Actuellement, environ 60% des personnes qui immigrent en Suisse sont diplômées de l’enseignement supérieur. En comparaison, cette proportion est environ 20% moins élevée en France et en Allemagne. Bien que nos politicien-ne-s présentent souvent l’immigration hautement qualifiée comme non problématique, transférer ses compétences d’un pays à l’autre n’est pas facile. Ainsi, de nombreuses personnes bien formées ont de la peine à faire valoir leurs compétences sur le marché du travail suisse, notamment en raison de désavantages structurels et de préjugés à leur encontre. Cet article se penche plus en détail sur la question de l’évaluation des compétences dans le contexte de la migration.
Situation sur le marché du travail suisse
Si la situation des personnes hautement qualifiées sur le marché du travail suisse est particulièrement bonne en comparaison internationale, une étude plus poussée révèle des différences importantes entre catégories de personnes.
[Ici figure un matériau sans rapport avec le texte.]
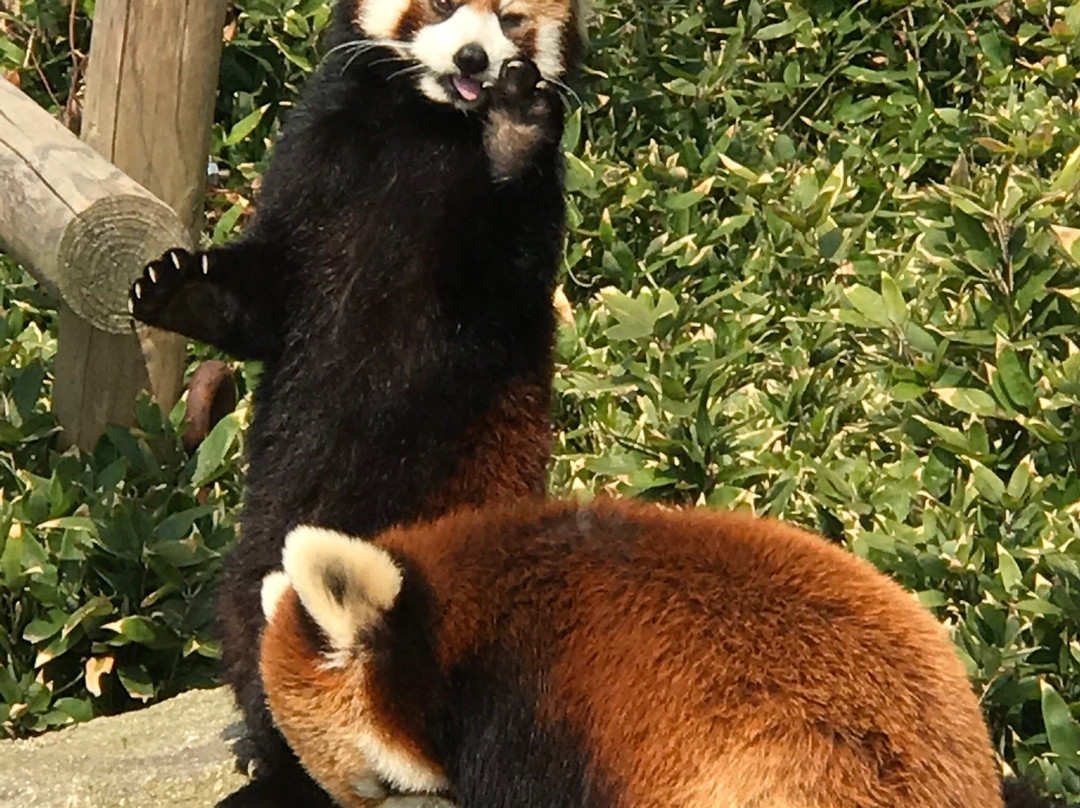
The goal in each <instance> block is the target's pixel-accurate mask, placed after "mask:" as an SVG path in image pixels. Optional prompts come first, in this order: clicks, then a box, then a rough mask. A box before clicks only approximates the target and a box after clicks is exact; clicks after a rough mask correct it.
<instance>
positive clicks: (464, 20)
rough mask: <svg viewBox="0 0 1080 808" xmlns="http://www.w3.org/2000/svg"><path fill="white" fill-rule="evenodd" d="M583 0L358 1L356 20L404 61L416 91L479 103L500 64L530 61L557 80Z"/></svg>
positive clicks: (499, 65) (435, 97) (463, 104)
mask: <svg viewBox="0 0 1080 808" xmlns="http://www.w3.org/2000/svg"><path fill="white" fill-rule="evenodd" d="M579 2H580V0H357V3H356V8H355V19H354V22H355V25H356V27H357V28H359V29H360V30H361V31H362V32H363V33H364V35H365V36H366V37H367V38H368V39H369V40H373V41H376V42H379V43H380V44H383V45H386V46H387V48H390V49H391V50H393V51H394V52H395V53H397V54H399V56H401V57H402V58H403V59H405V60H406V62H410V63H415V69H413V70H411V72H413V73H414V75H415V77H416V82H417V86H418V87H419V90H420V92H421V93H423V94H424V95H426V96H428V97H429V98H430V99H432V100H434V102H436V103H440V104H453V105H454V106H457V107H459V108H462V109H472V108H475V107H477V106H480V105H481V104H482V103H483V100H484V96H485V95H486V93H487V89H488V87H489V86H490V85H491V84H492V83H494V82H495V80H496V79H497V78H498V77H499V71H500V70H501V68H502V66H503V64H505V63H507V62H508V60H510V59H512V58H528V59H531V60H532V62H535V63H536V65H537V67H538V68H539V70H540V73H541V75H542V76H543V77H544V78H546V79H549V80H552V79H555V80H557V79H559V78H561V77H562V76H563V75H564V73H565V72H566V68H567V64H566V63H567V54H568V53H569V51H570V49H571V46H572V44H573V41H575V38H576V37H577V29H576V25H577V17H578V15H579V9H578V8H577V5H578V3H579Z"/></svg>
Par exemple, l’OCDE montre que 76% des travailleuses et travailleurs hautement qualifiés originaires de pays à revenus élevés n’ont pas de peine à trouver un emploi correspondant à leur niveau de qualification, tandis que cette proportion n’est que de 53% pour les personnes originaires de pays à revenus moins élevés. Ces personnes sont désavantagées même lorsqu’elles ont obtenu leur diplôme en Suisse, ce qui suggère que les obstacles qu’elles rencontrent ne sont pas directement liés au type de qualification qu’elles possèdent. Par ailleurs, les personnes venues en Suisse pour des raisons humanitaires ont particulièrement de peine à trouver du travail. La probabilité d’accéder au marché de l’emploi est seize fois plus faible pour les migrant-e-s humanitaires hautement qualifiés que pour les Suisses. Parmi celles et ceux qui travaillent, seul un-e migrant-e humanitaire sur deux occupe une position correspondant à son niveau de qualification.
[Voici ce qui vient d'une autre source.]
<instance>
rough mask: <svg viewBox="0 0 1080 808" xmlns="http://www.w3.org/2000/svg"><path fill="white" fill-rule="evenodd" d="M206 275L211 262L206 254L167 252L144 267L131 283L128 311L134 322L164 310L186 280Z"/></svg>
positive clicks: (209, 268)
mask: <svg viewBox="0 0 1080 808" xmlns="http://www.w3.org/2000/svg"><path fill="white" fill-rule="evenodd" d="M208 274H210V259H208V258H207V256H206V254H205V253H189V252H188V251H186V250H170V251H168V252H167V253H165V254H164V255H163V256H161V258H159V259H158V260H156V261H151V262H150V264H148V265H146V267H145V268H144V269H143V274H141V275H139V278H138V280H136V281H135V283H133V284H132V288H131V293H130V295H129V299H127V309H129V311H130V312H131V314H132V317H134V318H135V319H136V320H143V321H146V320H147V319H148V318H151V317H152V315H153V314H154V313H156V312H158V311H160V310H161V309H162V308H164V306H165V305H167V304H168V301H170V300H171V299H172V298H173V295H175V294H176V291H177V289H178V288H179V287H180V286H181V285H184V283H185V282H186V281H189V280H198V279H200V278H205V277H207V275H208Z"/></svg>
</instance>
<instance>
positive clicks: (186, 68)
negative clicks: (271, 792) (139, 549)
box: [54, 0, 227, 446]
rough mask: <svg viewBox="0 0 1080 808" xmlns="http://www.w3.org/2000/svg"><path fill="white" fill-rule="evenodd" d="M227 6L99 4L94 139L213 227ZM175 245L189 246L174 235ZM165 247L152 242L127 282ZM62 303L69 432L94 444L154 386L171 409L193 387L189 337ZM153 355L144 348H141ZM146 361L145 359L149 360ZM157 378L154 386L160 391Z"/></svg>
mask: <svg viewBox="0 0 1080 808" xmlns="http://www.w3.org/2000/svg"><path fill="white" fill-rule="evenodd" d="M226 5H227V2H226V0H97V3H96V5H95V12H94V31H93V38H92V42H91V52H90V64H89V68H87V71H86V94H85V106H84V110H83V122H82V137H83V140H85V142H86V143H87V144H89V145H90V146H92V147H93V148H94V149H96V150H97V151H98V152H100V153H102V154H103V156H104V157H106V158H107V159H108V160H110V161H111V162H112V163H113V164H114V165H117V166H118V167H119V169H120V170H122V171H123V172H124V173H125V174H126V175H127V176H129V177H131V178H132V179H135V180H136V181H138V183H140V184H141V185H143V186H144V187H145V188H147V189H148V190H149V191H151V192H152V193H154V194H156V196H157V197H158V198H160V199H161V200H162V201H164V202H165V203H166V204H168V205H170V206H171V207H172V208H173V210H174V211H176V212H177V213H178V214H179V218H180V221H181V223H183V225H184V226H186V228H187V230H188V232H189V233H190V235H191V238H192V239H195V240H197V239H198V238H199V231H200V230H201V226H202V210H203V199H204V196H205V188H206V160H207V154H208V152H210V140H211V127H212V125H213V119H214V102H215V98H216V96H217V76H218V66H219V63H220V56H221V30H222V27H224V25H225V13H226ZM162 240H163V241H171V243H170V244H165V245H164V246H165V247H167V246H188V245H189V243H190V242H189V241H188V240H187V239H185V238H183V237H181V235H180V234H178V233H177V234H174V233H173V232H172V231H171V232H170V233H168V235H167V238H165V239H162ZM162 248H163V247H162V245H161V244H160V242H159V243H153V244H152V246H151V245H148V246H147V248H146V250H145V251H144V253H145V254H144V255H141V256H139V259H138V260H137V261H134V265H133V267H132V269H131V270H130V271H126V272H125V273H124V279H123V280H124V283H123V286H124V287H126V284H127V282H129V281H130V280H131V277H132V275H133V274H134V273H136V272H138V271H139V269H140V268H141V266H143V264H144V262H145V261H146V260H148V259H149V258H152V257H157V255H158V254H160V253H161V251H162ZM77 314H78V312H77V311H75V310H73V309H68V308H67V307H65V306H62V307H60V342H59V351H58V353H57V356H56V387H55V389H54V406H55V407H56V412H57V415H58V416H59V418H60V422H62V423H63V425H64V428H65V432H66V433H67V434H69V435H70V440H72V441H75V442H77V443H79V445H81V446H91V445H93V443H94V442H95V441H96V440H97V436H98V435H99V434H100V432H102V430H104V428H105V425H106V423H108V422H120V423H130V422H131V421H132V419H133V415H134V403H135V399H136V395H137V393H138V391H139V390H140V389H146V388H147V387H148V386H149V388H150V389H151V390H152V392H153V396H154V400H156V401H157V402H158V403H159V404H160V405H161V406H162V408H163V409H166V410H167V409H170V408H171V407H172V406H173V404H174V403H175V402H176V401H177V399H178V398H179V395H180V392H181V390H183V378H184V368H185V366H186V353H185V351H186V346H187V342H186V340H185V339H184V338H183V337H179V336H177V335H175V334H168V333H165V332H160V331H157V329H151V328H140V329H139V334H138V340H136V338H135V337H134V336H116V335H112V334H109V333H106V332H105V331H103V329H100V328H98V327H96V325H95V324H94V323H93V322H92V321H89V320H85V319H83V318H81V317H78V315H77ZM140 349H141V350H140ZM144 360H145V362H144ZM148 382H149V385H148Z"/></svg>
Ces données montrent que la situation généralement bonne du marché du travail suisse cache en fait de fortes différences entre individus. Une part importante de ces différences n’est pas liée au type de qualification, ce qui suggère l’existence de formes plus subtiles d’inégalité de traitement.
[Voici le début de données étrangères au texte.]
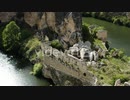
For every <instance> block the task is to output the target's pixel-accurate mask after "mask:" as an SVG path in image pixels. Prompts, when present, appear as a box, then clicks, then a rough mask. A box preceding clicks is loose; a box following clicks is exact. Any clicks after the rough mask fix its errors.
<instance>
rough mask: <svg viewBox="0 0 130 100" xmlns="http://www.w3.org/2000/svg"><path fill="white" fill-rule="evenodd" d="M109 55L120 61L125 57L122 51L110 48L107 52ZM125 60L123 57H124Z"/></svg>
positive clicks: (118, 49)
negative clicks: (118, 58) (119, 60)
mask: <svg viewBox="0 0 130 100" xmlns="http://www.w3.org/2000/svg"><path fill="white" fill-rule="evenodd" d="M109 55H110V56H111V57H116V58H119V59H122V57H124V56H125V53H124V50H121V49H116V48H111V49H110V50H109ZM124 58H125V57H124Z"/></svg>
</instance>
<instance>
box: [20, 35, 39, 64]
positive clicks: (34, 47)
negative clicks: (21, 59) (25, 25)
mask: <svg viewBox="0 0 130 100" xmlns="http://www.w3.org/2000/svg"><path fill="white" fill-rule="evenodd" d="M40 47H41V42H40V41H39V40H38V38H36V37H30V38H29V39H28V40H26V41H24V44H23V45H22V46H21V51H20V52H22V53H23V55H24V57H26V58H27V59H29V60H30V61H31V62H33V61H36V60H37V55H36V52H35V50H37V51H39V50H40Z"/></svg>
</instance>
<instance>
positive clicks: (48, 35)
mask: <svg viewBox="0 0 130 100" xmlns="http://www.w3.org/2000/svg"><path fill="white" fill-rule="evenodd" d="M10 20H17V21H18V22H20V21H22V22H25V23H27V24H28V25H30V26H31V27H32V28H33V29H35V30H37V31H40V32H43V34H45V35H47V36H48V37H49V39H50V40H52V39H57V38H58V39H59V40H60V42H61V43H62V44H63V47H64V48H68V46H69V45H73V44H74V43H76V42H77V41H79V40H81V39H82V37H81V24H82V18H81V14H80V13H79V12H0V22H9V21H10Z"/></svg>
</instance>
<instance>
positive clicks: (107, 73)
mask: <svg viewBox="0 0 130 100" xmlns="http://www.w3.org/2000/svg"><path fill="white" fill-rule="evenodd" d="M82 29H83V30H82V31H83V36H84V39H85V40H89V41H91V43H92V46H93V47H94V46H95V45H98V46H99V47H100V48H102V49H105V48H104V45H103V44H102V41H101V40H99V39H97V37H96V35H95V34H96V32H98V30H103V29H105V28H104V27H102V26H98V25H89V24H87V23H83V25H82ZM85 37H86V38H85ZM98 63H101V64H102V65H103V66H102V67H100V66H99V67H92V66H89V67H88V70H89V71H90V72H91V73H93V74H94V75H96V76H97V78H98V82H99V84H100V85H101V84H102V85H105V84H107V85H114V83H115V81H116V80H117V79H120V80H121V83H122V84H123V83H124V82H126V81H129V80H130V57H128V56H127V55H126V54H125V53H124V51H123V50H121V49H116V48H111V47H110V48H109V49H108V52H107V54H106V56H105V58H102V59H99V61H98Z"/></svg>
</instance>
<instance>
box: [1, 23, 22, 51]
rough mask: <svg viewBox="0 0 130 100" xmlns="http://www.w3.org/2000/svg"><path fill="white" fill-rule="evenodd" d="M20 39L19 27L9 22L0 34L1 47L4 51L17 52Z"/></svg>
mask: <svg viewBox="0 0 130 100" xmlns="http://www.w3.org/2000/svg"><path fill="white" fill-rule="evenodd" d="M20 38H21V33H20V27H18V26H17V25H16V23H15V22H14V21H11V22H10V23H9V24H7V25H6V27H5V29H4V30H3V32H2V42H3V47H4V48H5V50H6V51H17V50H18V49H19V46H20Z"/></svg>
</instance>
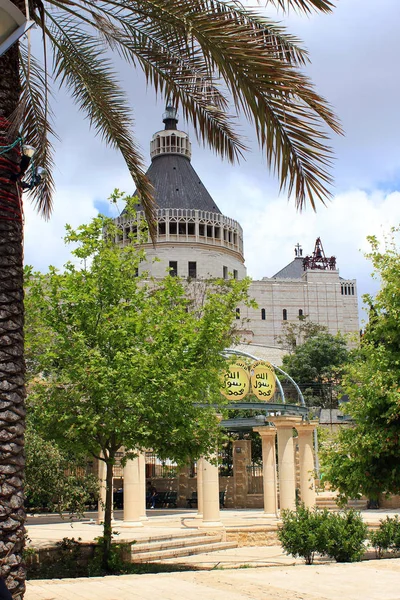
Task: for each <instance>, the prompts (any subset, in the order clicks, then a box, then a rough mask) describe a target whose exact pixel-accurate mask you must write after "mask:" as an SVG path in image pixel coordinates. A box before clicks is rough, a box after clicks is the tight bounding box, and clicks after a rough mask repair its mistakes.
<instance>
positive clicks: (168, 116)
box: [163, 94, 178, 129]
mask: <svg viewBox="0 0 400 600" xmlns="http://www.w3.org/2000/svg"><path fill="white" fill-rule="evenodd" d="M163 123H165V129H176V125H177V123H178V111H177V110H176V108H175V106H174V105H173V104H172V100H171V96H170V95H169V94H168V96H167V99H166V102H165V112H164V113H163Z"/></svg>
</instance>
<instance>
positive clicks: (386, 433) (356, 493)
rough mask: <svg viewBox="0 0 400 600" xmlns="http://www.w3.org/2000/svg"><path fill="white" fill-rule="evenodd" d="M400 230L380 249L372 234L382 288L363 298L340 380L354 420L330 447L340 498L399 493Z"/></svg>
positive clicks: (378, 274)
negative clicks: (357, 357)
mask: <svg viewBox="0 0 400 600" xmlns="http://www.w3.org/2000/svg"><path fill="white" fill-rule="evenodd" d="M398 232H399V230H398V229H396V230H393V231H392V236H391V237H389V238H388V239H387V240H386V246H385V249H384V250H383V251H382V250H381V246H380V244H379V242H378V240H377V239H376V238H375V237H370V238H369V241H370V244H371V252H370V253H369V254H368V255H367V256H368V257H369V258H370V260H371V261H372V264H373V267H374V275H375V277H377V278H378V279H379V281H380V284H381V287H380V290H379V292H378V293H377V295H376V297H375V298H372V297H371V296H369V295H367V296H365V297H364V300H365V302H366V304H367V306H369V307H371V312H370V314H371V318H370V322H369V324H368V326H367V328H366V332H365V335H364V337H363V339H362V343H361V348H360V350H359V356H358V359H357V360H356V361H355V362H354V364H352V365H350V367H349V369H348V372H347V374H346V377H345V380H344V384H345V389H346V392H347V393H348V394H349V397H350V402H349V403H348V404H347V405H346V413H347V414H348V415H350V416H351V417H352V418H353V420H354V426H353V427H352V428H351V429H346V430H344V429H343V430H341V431H340V432H339V435H338V438H337V440H336V443H335V444H334V445H333V446H332V447H330V448H328V450H327V452H326V459H325V462H326V463H327V474H326V475H327V478H328V479H329V480H330V482H331V484H332V485H333V486H334V487H335V488H337V489H338V490H339V492H340V493H341V495H342V497H343V498H353V497H357V496H359V495H361V494H364V495H366V496H367V497H368V498H371V499H374V500H375V499H378V498H379V495H380V494H385V493H390V494H396V493H399V492H400V443H399V436H400V369H399V364H400V319H399V317H400V297H399V293H398V290H399V288H400V251H399V246H398V243H397V240H398Z"/></svg>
Evaluation subjective des compétences
Si des facteurs tels que le diplôme, la langue, les contacts, la familiarité avec le contexte local ou la situation légale jouent un rôle important pour trouver un emploi, d’autres facteurs liés à l’évaluation subjective des compétences sont tout aussi importants. Plusieurs études montrent par exemple qu’un homme sera plus facilement considéré comme compétent qu’une femme pour un comportement équivalent. L’origine ethnique peut également faire pencher la balance d’un côté ou de l’autre. Selon une étude comparative sur la discrimination à l’embauche, une personne avec un nom arabe a par exemple environ deux fois et demie moins de chance d’être sélectionnée pour un entretien d’embauche qu’une personne avec un profil similaire mais dont le nom correspond au groupe dominant du pays concerné. Les recherches sur l’intersectionnalité montrent par ailleurs que les désavantages liés au genre et à l’origine ont tendance à se cumuler. Si on croise ces deux variables pour analyser la situation du marché du travail suisse, on observe notamment que les femmes étrangères sont plus souvent au chômage et touchent de moins bon salaires que les femmes suisses et que l’ensemble des hommes.
Ces différents éléments invitent à se montrer prudent avec la notion de compétences. Leur évaluation est rarement objective et dépend de nombreux facteurs qui n’ont souvent rien à voir avec les qualifications formelles. Des inégalité de traitement conscientes et inconscientes touchent plus particulièrement certaines catégories de personnes et affectent leur accès au marché du travail. Pour cette raison, il est important de prendre conscience de ces obstacles et de donner les moyens aux groupes sociaux les moins favorisés de compenser leurs désavantages.